Environmental advocates were enraged that Kennedy hadn't consulted them before taking his position public. They also noted that he runs a water-bottling company. Kennedy's Keeper Springs sells bottled water and donates its profits to environmental causes. "At first I just thought, 'He's got a water-bottling company,'" said Haight.
Haight said that the legislature did not include flavored beverages because grocery store owners complained that bottles that once contained sugary drinks would be messy and dirty their stores. She said that municipal recycling programs support the bottle bill. "Our coalition includes municipal recyclers who were pushing for this," she said.
It is not just the state that will lose money because implementation of the bill has been delayed. "This is going to impact every place where you return bottles," said Sheila Rivers, chairwoman of the Bottle and Can Redemption Association. "Corner stores, local markets and bodegas are all going to feel it. This will have a huge impact on New York City," she said.
Delaying implementation of the entire bottle law for a year will hurt stores and redemption centers, said Rivers, because the law was scheduled to increase the handling fee they receive, from two cents to three-and-a-half cents per bottle. That increase, Rivers said, is decades overdue. "We have no way to raise prices when costs go up," she said.
On top of that, she noted, redemption centers have been gearing up to deal with the influx of now redeemable water bottles. "Up until Friday we thought this was going to start," said Rivers. "I was in a store on Monday where they had big signs saying, 'We take water bottles starting June 1.' We had to plan for this." Rivers said many redemption centers will probably have to lay off staff they hired in anticipation of the increased workload. "A lot of redemption centers have closed this year, and a lot more will close if we have to try to hang on until next April," she said.

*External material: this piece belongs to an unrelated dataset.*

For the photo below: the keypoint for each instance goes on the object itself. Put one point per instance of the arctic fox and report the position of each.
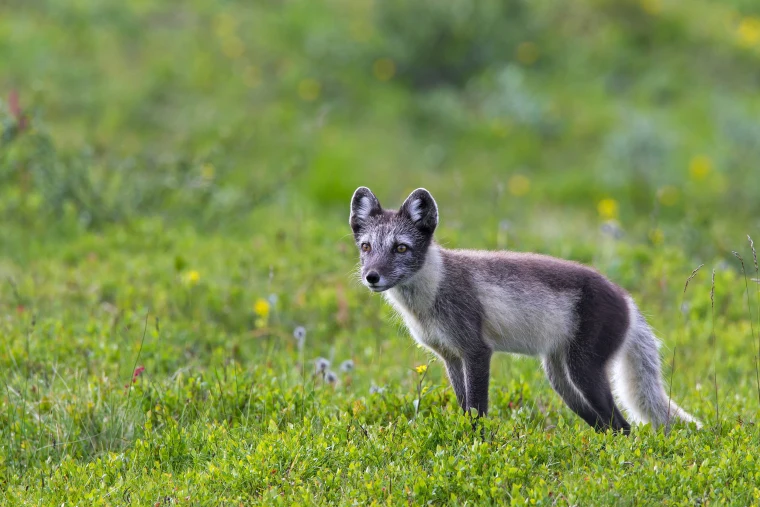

Representatives of water bottling companies say they would like to see all bottled beverages have deposits. "What we think needs to happen right now is for the bill to be fixed to include all bottles, and to make sure unclaimed deposit revenue is funneled back to the municipalities to support community-based recycling," Trish Wexler, spokeswoman for Nestle Waters North America told the Associated Press.
Advocates say it is ludicrous for bottled water companies to say they back expanded recycling when they sued to bring an end to the bottle bill.
For now, activists are waiting to see how Attorney General Andrew Cuomo reacts to the ruling to see how the state might go ahead in addressing concerns about the bill. "We will know what the attorney general's office will do in the coming weeks," said Haight, "but the question is, will the legislature do their part if they have a role to play? Right now it seems they are comfortable to sit back and let the governor take the blame, but we aren't willing to do that."